"This is Rajesh. My nephew is a three year old boy and has been diagnosed with HUS."
At that instant, a flood of emotions went through me. HUS. Hemolytic Uremic Syndrome. Where the body's defense mechanism against foreign bodies goes bonkers and starts attacking its own blood cells, breaking them down, the fragments of the blood then going and getting stuck in the pores of the kidney causing renal failure.
Three year old boy. Surely, this must be the typical form of the disease. The one preceded by diarrhea, the reversible form, the one with a good prognosis, the one where people get back to normal in a few days never to know the disease again.
"Did the boy have diarrhea before this episode?"
"No diarrhea. No other symptoms."
"Oh no", I thought to myself. This was the atypical form. The exact same thing that I had. The one with the bad prognosis. The one in which many of its victims proceeded to chronic renal failure. A third of the victims died. I was overwhelmed. I could see the last twelve years of my life playing out before me. This was the first person I came across who had the same disease in my city.

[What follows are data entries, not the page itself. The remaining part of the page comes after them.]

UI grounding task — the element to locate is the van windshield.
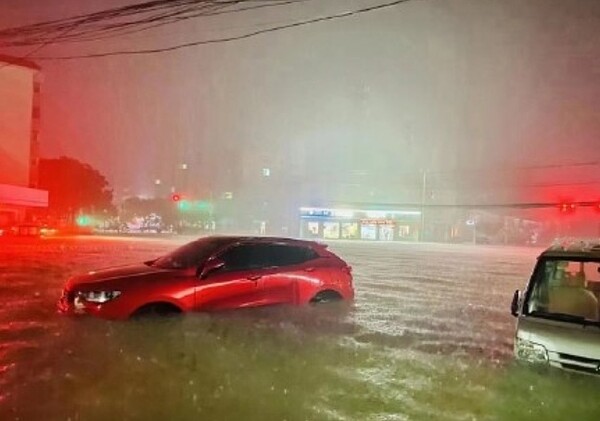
[524,259,600,324]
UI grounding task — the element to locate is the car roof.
[202,235,327,248]
[540,238,600,259]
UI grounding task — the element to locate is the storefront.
[300,207,421,241]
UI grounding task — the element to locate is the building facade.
[0,55,48,227]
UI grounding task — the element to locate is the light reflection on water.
[0,242,600,420]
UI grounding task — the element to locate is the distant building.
[0,55,48,227]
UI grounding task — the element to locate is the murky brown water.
[0,238,600,420]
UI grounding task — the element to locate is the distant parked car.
[58,236,354,319]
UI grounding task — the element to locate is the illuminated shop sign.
[300,207,421,220]
[360,219,396,225]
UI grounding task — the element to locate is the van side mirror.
[199,258,225,279]
[510,290,521,317]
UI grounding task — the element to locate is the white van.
[511,241,600,375]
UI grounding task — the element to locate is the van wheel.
[131,303,182,319]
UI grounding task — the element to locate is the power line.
[0,0,313,47]
[27,0,411,60]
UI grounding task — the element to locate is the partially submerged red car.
[58,236,354,319]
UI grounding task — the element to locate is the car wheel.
[310,290,342,304]
[132,303,181,319]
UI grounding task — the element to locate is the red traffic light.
[558,203,577,213]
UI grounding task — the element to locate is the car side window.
[221,244,273,271]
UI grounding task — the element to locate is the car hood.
[68,263,177,287]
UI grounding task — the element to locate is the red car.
[58,236,354,319]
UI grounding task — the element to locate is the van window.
[525,260,600,322]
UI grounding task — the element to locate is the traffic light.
[75,215,92,227]
[558,203,577,214]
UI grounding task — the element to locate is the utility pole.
[419,170,427,241]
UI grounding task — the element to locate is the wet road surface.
[0,237,600,420]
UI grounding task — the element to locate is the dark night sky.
[0,0,600,203]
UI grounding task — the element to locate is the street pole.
[419,170,427,241]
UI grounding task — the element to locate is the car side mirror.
[510,290,521,317]
[199,258,225,279]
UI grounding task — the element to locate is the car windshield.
[151,237,229,269]
[525,259,600,324]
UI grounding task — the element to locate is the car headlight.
[77,291,121,304]
[515,338,548,363]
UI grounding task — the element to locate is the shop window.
[306,222,319,237]
[398,225,410,238]
[323,222,340,239]
[360,224,377,240]
[379,225,394,241]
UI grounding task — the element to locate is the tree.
[39,156,115,222]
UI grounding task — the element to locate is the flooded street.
[0,237,600,420]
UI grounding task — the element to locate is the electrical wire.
[0,0,411,60]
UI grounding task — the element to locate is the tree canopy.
[39,156,115,217]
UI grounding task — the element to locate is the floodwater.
[0,237,600,421]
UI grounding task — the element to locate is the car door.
[195,244,269,311]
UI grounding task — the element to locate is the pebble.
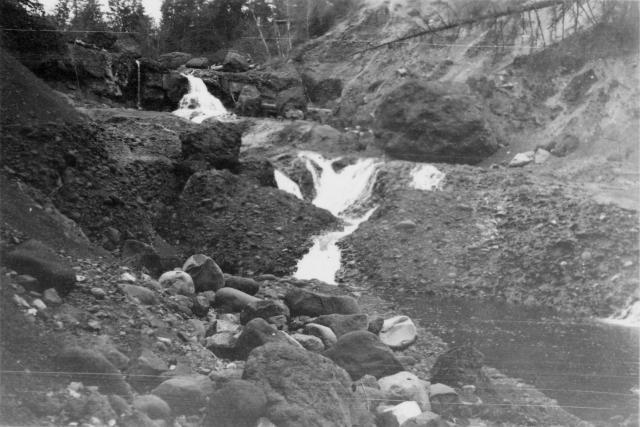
[91,287,107,299]
[31,298,47,310]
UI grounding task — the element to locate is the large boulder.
[182,254,224,292]
[184,56,211,68]
[315,314,369,337]
[234,317,302,360]
[151,375,214,415]
[378,371,431,411]
[4,239,76,294]
[375,80,498,164]
[180,122,242,170]
[285,288,360,317]
[236,85,262,116]
[240,300,289,325]
[379,316,418,350]
[204,380,267,427]
[158,52,193,70]
[56,347,131,397]
[242,343,372,427]
[431,344,488,387]
[213,288,261,312]
[302,70,342,105]
[324,331,404,381]
[224,274,260,295]
[222,50,250,73]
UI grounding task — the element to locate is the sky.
[40,0,162,22]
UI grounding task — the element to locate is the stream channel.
[175,76,640,422]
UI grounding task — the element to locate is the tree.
[53,0,71,29]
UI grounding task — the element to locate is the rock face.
[376,80,498,164]
[285,289,360,316]
[56,347,131,397]
[234,318,293,360]
[378,371,431,411]
[4,239,76,294]
[379,316,418,350]
[158,270,196,295]
[315,314,369,337]
[213,288,261,312]
[151,375,214,415]
[431,344,487,387]
[204,380,267,427]
[180,122,242,170]
[324,331,404,381]
[182,254,224,292]
[243,343,371,427]
[158,52,193,70]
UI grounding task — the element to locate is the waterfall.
[173,74,228,123]
[136,59,142,110]
[601,300,640,328]
[294,152,381,284]
[273,169,302,199]
[411,164,444,191]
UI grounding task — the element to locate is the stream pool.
[385,294,640,421]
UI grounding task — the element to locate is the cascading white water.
[136,59,142,110]
[294,151,380,284]
[602,301,640,328]
[273,169,302,199]
[173,74,229,123]
[411,163,444,191]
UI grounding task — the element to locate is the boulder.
[276,86,307,116]
[533,148,551,165]
[203,380,268,427]
[234,317,302,360]
[213,288,262,313]
[184,56,211,69]
[429,383,460,416]
[379,316,418,350]
[120,285,158,305]
[315,314,369,337]
[128,349,169,392]
[509,151,535,168]
[378,401,422,427]
[302,70,343,105]
[285,289,360,317]
[133,394,171,420]
[234,157,278,188]
[158,270,196,296]
[120,240,163,277]
[151,375,214,416]
[291,334,324,353]
[375,80,498,164]
[430,344,489,387]
[304,323,338,348]
[4,239,76,294]
[56,347,131,397]
[162,71,189,109]
[236,85,262,116]
[180,122,242,171]
[242,343,372,427]
[205,331,238,359]
[182,254,224,292]
[158,52,193,70]
[324,331,404,381]
[222,50,250,73]
[240,300,289,325]
[224,274,260,295]
[402,411,449,427]
[378,371,431,411]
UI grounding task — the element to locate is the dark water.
[389,295,640,421]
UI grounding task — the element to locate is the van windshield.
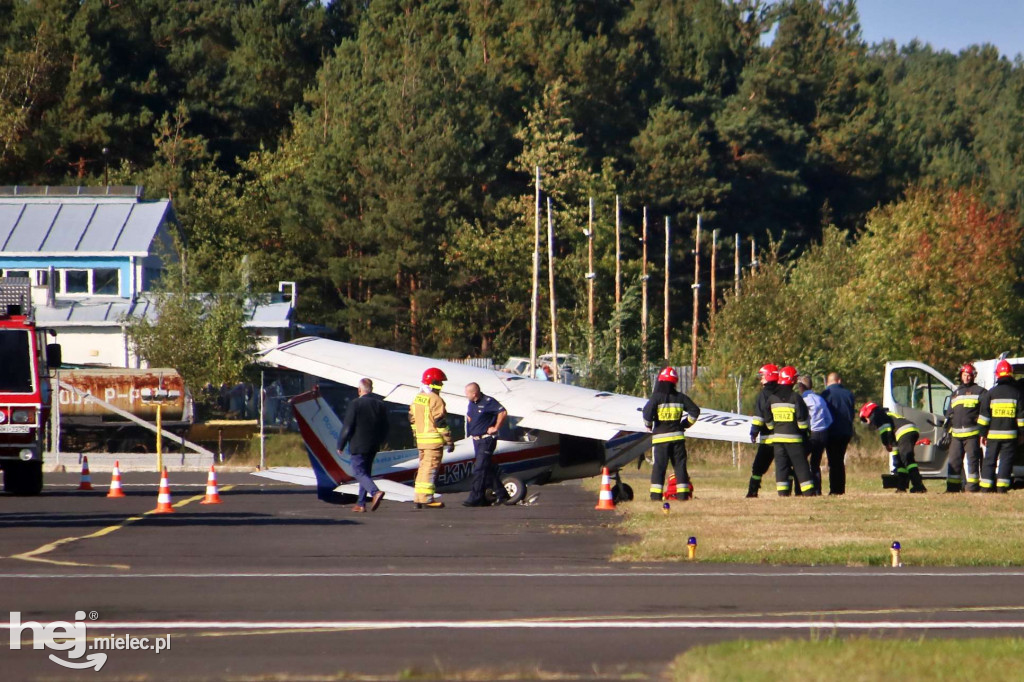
[0,329,33,393]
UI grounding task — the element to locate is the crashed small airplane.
[256,337,751,503]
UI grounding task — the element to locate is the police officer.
[945,363,987,493]
[746,364,790,498]
[643,367,700,501]
[767,366,815,497]
[797,374,833,491]
[462,382,509,507]
[860,402,928,493]
[978,359,1024,493]
[409,367,455,509]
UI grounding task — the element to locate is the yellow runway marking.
[10,485,234,570]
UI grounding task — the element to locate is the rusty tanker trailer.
[54,368,194,453]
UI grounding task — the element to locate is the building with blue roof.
[0,186,296,367]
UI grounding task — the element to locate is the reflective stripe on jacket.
[409,391,452,447]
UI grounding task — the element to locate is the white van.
[882,357,1024,479]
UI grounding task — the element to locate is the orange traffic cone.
[78,457,92,491]
[594,467,615,510]
[662,474,679,500]
[153,467,174,514]
[200,464,220,505]
[106,462,125,498]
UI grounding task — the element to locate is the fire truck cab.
[0,278,60,495]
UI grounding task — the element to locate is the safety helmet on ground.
[860,402,879,422]
[758,363,778,382]
[778,365,797,386]
[423,367,447,388]
[657,367,679,384]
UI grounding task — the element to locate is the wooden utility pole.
[615,195,623,388]
[529,166,541,378]
[640,206,647,393]
[690,213,700,386]
[663,216,672,361]
[587,197,597,368]
[548,197,561,382]
[711,229,718,336]
[732,232,739,298]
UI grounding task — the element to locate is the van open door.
[882,360,954,478]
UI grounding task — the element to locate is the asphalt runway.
[0,473,1024,680]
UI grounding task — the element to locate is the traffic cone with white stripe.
[106,461,125,498]
[78,457,92,491]
[594,467,615,510]
[153,467,174,514]
[200,464,220,505]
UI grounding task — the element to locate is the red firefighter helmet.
[657,367,679,384]
[758,364,778,381]
[778,365,797,386]
[860,402,879,422]
[423,367,447,388]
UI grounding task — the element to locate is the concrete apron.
[43,453,222,473]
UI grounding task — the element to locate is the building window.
[60,270,89,294]
[92,267,121,296]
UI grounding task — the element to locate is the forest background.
[0,0,1024,408]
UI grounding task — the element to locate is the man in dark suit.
[338,379,388,512]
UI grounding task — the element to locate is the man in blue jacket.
[821,372,856,495]
[338,379,388,512]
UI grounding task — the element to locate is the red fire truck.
[0,278,60,495]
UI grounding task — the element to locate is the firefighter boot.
[907,466,928,493]
[746,476,761,498]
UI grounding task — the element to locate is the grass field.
[668,637,1024,682]
[612,438,1024,566]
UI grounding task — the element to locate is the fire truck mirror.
[46,343,62,370]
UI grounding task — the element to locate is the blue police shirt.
[466,393,505,436]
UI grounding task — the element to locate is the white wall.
[55,327,147,368]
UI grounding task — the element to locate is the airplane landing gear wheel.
[611,483,633,505]
[502,476,526,505]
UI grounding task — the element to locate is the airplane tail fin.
[291,389,353,502]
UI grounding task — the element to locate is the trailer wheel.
[3,461,43,497]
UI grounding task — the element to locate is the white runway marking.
[6,620,1024,631]
[0,568,1024,580]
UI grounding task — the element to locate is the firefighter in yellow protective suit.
[409,367,455,509]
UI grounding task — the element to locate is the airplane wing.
[256,337,751,442]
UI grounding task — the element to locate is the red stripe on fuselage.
[295,401,352,485]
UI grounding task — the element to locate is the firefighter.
[746,364,788,498]
[409,367,455,509]
[978,359,1024,493]
[945,363,987,493]
[643,367,700,502]
[860,402,928,493]
[767,366,815,497]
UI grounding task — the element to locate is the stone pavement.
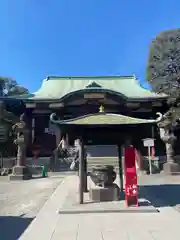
[19,176,180,240]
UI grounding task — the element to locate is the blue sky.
[0,0,180,91]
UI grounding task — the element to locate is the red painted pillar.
[124,146,138,206]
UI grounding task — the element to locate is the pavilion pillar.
[83,152,88,192]
[118,145,123,192]
[79,139,85,204]
[160,127,180,175]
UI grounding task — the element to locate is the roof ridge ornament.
[86,81,102,88]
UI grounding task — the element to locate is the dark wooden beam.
[79,139,84,204]
[118,145,123,192]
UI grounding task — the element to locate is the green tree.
[0,77,29,96]
[146,29,180,127]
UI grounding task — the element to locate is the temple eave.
[50,113,162,125]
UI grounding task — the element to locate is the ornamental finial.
[99,105,104,112]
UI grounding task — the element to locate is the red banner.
[124,146,138,206]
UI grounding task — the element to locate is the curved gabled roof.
[29,76,166,100]
[50,112,163,125]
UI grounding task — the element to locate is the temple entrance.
[50,109,162,204]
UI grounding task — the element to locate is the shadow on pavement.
[139,184,180,207]
[0,216,33,240]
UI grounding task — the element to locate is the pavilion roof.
[4,76,167,101]
[50,112,162,125]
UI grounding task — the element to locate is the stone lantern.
[10,114,32,180]
[159,122,180,175]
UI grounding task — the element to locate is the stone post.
[160,127,180,175]
[10,114,32,180]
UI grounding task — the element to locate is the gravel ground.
[0,177,62,218]
[0,175,64,240]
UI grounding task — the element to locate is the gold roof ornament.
[99,105,104,112]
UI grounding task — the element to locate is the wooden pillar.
[118,145,123,192]
[84,152,88,192]
[79,139,84,204]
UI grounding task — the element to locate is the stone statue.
[10,114,31,180]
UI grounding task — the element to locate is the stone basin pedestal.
[89,165,120,202]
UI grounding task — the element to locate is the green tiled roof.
[50,113,162,125]
[28,76,166,100]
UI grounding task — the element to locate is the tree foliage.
[0,77,29,96]
[146,29,180,126]
[147,29,180,98]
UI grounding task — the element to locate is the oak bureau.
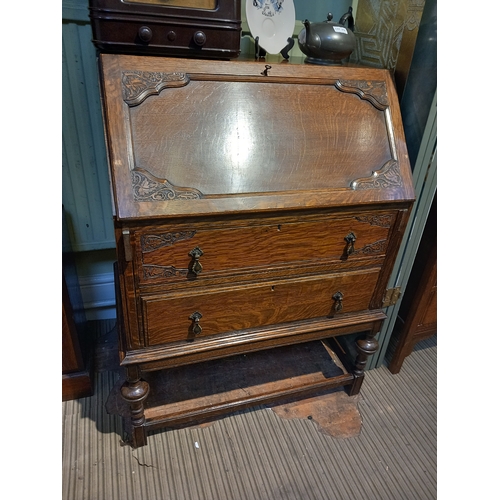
[100,54,414,447]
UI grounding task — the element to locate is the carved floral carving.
[141,231,196,253]
[131,169,203,201]
[351,160,403,189]
[355,214,394,227]
[335,80,389,111]
[142,265,189,280]
[122,71,189,106]
[353,240,387,255]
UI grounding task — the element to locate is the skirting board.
[79,273,116,321]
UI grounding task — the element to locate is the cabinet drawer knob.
[189,247,203,276]
[332,292,344,312]
[344,231,356,256]
[189,311,203,335]
[138,26,153,43]
[193,31,207,47]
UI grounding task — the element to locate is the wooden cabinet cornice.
[100,54,414,446]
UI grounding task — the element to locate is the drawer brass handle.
[332,292,344,312]
[344,232,356,255]
[189,311,203,335]
[189,247,203,276]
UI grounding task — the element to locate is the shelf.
[107,341,354,430]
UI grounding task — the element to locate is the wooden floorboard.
[62,321,437,500]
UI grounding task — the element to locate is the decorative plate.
[246,0,295,54]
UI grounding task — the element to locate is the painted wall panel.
[62,2,115,251]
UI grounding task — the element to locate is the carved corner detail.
[141,230,196,253]
[354,214,394,227]
[122,71,190,107]
[143,265,189,280]
[351,160,403,189]
[131,168,203,201]
[335,80,389,111]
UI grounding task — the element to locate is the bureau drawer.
[142,269,379,345]
[136,212,395,284]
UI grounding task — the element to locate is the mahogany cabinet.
[100,54,414,447]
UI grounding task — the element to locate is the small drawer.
[135,212,395,284]
[142,269,379,345]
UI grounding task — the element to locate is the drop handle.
[344,232,356,256]
[189,311,203,335]
[189,247,203,276]
[332,292,344,312]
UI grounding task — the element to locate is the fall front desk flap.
[100,54,414,220]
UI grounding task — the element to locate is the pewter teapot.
[298,7,356,64]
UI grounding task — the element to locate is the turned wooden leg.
[121,366,149,448]
[349,324,380,396]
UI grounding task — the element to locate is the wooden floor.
[62,321,437,500]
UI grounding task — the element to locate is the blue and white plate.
[246,0,295,54]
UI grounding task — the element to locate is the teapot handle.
[339,7,354,31]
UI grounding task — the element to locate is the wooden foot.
[121,367,149,448]
[348,327,379,396]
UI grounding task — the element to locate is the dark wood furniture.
[388,195,437,374]
[89,0,241,59]
[100,54,414,447]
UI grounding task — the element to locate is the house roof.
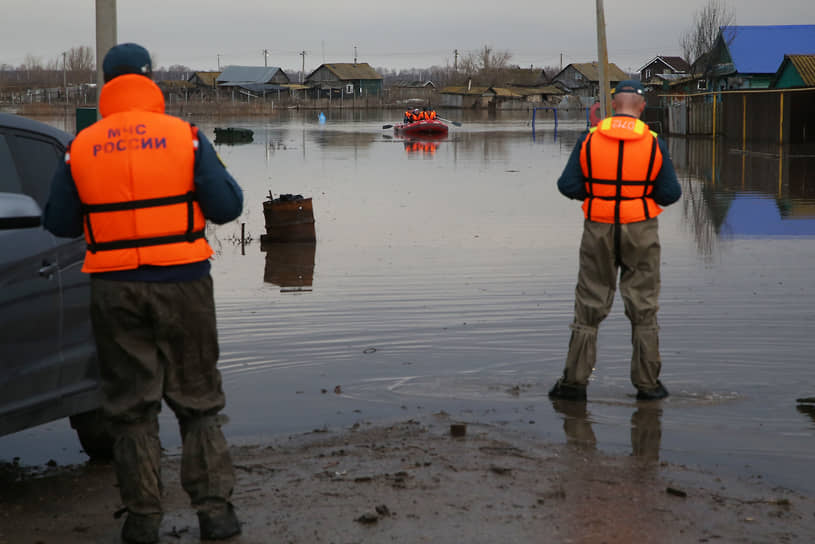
[637,55,690,73]
[490,87,523,98]
[776,55,815,87]
[439,85,489,95]
[187,72,221,85]
[316,62,382,80]
[391,80,436,89]
[504,68,546,87]
[554,61,629,81]
[216,66,282,85]
[717,25,815,74]
[509,85,566,96]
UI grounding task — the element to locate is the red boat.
[393,119,447,136]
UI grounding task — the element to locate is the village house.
[187,71,221,89]
[387,81,436,105]
[215,66,289,95]
[552,62,630,106]
[772,55,815,89]
[637,55,690,89]
[439,85,495,108]
[305,62,382,98]
[693,25,815,91]
[501,67,549,88]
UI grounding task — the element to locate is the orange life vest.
[65,74,213,273]
[580,116,662,223]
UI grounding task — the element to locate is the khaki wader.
[562,217,662,390]
[91,276,235,515]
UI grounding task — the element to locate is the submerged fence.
[660,88,815,145]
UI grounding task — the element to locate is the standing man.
[549,80,682,400]
[43,43,243,544]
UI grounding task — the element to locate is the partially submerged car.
[0,114,112,458]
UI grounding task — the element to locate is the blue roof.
[720,25,815,74]
[216,66,280,85]
[721,193,815,238]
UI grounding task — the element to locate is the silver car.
[0,114,112,457]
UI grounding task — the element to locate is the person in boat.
[43,43,243,544]
[549,80,682,400]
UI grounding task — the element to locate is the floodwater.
[0,111,815,493]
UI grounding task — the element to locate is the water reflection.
[795,397,815,423]
[397,134,447,159]
[670,138,815,255]
[551,399,662,461]
[260,243,317,292]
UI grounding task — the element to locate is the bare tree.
[455,45,512,85]
[679,0,735,64]
[65,45,96,85]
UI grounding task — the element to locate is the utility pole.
[96,0,116,111]
[62,51,68,108]
[596,0,611,119]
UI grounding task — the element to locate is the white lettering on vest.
[611,119,637,130]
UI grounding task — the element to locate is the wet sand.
[0,413,815,544]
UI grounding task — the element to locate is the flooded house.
[387,80,437,105]
[305,62,383,99]
[693,25,815,91]
[772,55,815,89]
[552,61,630,106]
[215,66,290,97]
[637,55,691,89]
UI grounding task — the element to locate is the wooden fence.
[660,88,815,144]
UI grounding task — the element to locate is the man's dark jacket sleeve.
[43,132,243,237]
[557,133,682,206]
[195,131,243,225]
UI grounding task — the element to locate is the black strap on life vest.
[81,191,204,253]
[586,132,594,217]
[642,136,657,219]
[614,140,625,266]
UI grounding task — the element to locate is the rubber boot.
[198,503,241,540]
[122,512,161,544]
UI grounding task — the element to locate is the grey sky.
[0,0,815,71]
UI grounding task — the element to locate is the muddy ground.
[0,414,815,544]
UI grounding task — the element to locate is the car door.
[0,127,62,413]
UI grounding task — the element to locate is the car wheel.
[70,410,113,461]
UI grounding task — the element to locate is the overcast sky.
[0,0,815,71]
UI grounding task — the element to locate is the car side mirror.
[0,193,42,230]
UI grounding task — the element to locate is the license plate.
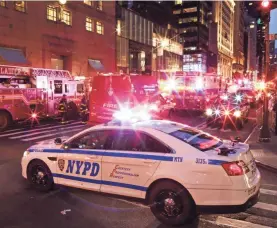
[248,186,256,195]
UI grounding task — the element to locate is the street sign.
[269,34,277,40]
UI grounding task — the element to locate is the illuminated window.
[86,17,94,32]
[62,10,71,25]
[14,1,26,12]
[96,21,104,35]
[173,10,181,14]
[96,0,103,11]
[183,7,197,13]
[116,20,121,36]
[47,6,57,21]
[0,0,6,7]
[84,0,93,6]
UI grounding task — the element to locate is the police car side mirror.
[54,138,62,145]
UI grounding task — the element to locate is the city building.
[213,0,235,79]
[268,40,277,80]
[0,0,116,77]
[172,0,213,73]
[244,11,258,80]
[233,1,245,78]
[116,1,182,75]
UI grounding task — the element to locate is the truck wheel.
[27,160,54,192]
[149,181,196,226]
[0,111,11,131]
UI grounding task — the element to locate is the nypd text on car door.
[54,131,106,191]
[101,129,171,197]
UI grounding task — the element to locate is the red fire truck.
[0,65,84,130]
[89,73,134,123]
[89,73,174,123]
[159,72,223,111]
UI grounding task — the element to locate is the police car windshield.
[170,128,222,151]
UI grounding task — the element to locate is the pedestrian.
[80,95,88,124]
[58,94,68,124]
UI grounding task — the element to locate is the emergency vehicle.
[0,65,84,130]
[21,120,261,225]
[159,71,221,111]
[89,73,175,123]
[206,93,250,130]
[89,73,134,123]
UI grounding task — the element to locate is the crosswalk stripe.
[21,126,84,142]
[9,125,83,139]
[0,121,81,138]
[0,124,51,136]
[260,188,277,196]
[215,216,271,228]
[253,202,277,212]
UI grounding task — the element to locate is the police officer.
[58,94,67,124]
[80,95,88,123]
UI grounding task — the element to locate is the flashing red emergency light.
[261,0,270,8]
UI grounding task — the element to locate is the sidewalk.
[246,127,277,171]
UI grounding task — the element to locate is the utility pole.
[259,0,271,142]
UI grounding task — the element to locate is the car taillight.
[222,161,249,176]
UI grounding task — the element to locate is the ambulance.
[159,71,223,111]
[0,65,84,131]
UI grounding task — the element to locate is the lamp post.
[259,0,271,142]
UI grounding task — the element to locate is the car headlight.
[234,110,241,117]
[206,108,213,116]
[214,109,220,116]
[224,110,230,116]
[23,150,30,157]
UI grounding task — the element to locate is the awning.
[0,47,29,65]
[88,59,105,72]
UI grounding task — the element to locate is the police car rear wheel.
[149,181,195,225]
[27,161,54,192]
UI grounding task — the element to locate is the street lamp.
[259,0,271,142]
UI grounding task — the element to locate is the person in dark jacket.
[80,96,88,124]
[58,94,68,124]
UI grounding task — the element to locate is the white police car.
[22,120,261,225]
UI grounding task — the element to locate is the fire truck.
[89,73,174,123]
[0,65,84,130]
[159,71,222,111]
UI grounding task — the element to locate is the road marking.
[253,202,277,212]
[260,188,277,196]
[21,126,84,142]
[0,121,81,138]
[9,124,82,139]
[215,216,271,228]
[0,124,51,136]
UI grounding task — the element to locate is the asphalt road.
[0,111,277,228]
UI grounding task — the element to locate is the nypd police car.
[22,120,261,225]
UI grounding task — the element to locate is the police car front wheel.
[27,160,54,192]
[149,181,196,225]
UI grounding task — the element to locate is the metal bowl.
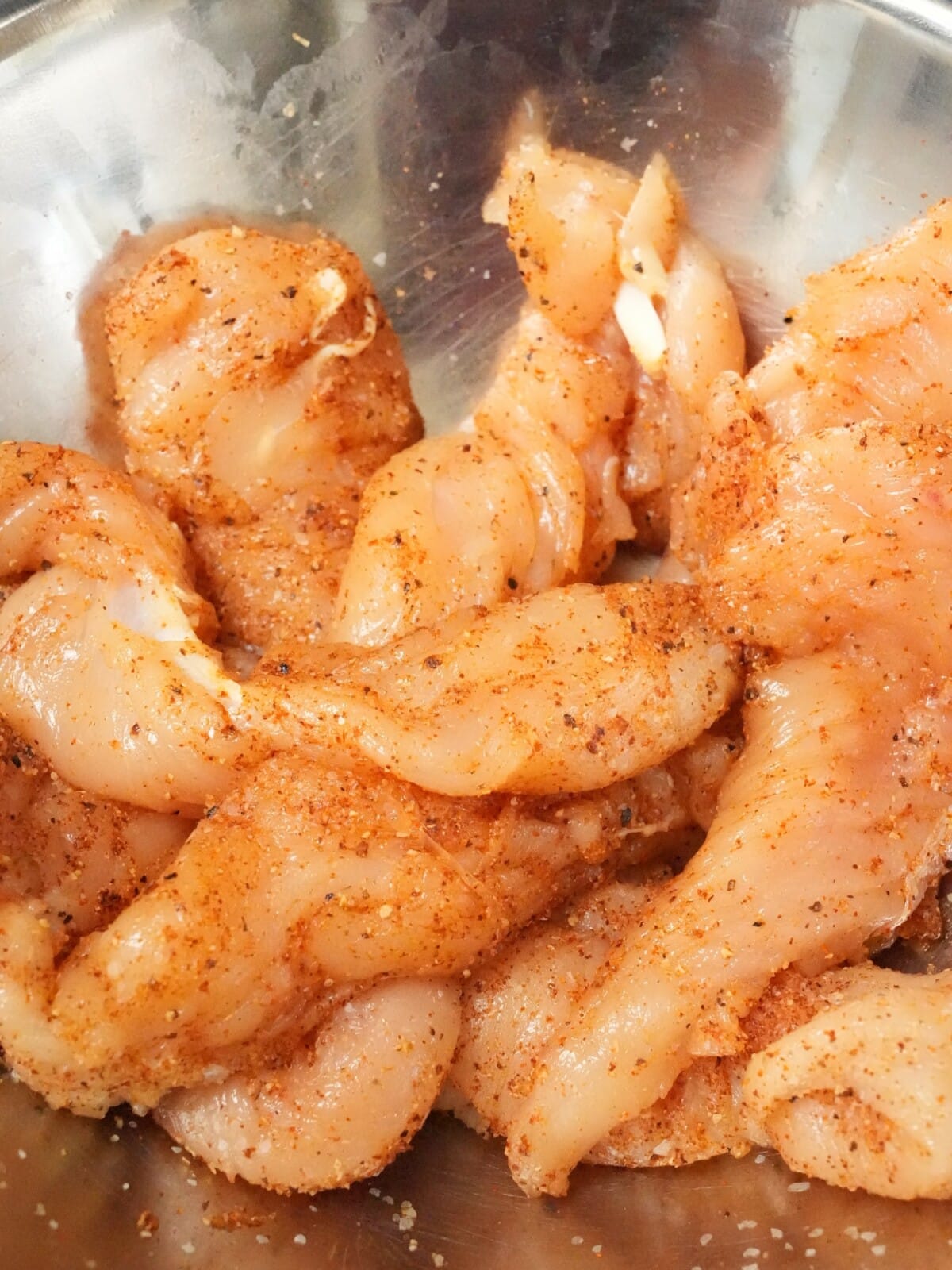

I gathered as much information about the boy as I could. I went over to the hospital to meet with him and his uncle who had called me. The family and the doctors were perplexed. What had caused this?
Little Karthik, now with a PD tube in his stomach to help clean the toxins his kidneys were supposed to, was quite clueless about the fuss around him. All he knew was that something was wrong. Wrong, it was. Horribly wrong. What could a boy of three know about HUS? About dialysis? About life itself?
The family is now taking Karthik to Vellore on the advice of the doctors here. That, for sure, is a good idea. They say they have the best treatment there. I hope the team at Vellore is able to give Karthik his life back. The little boy of three deserves that and no less.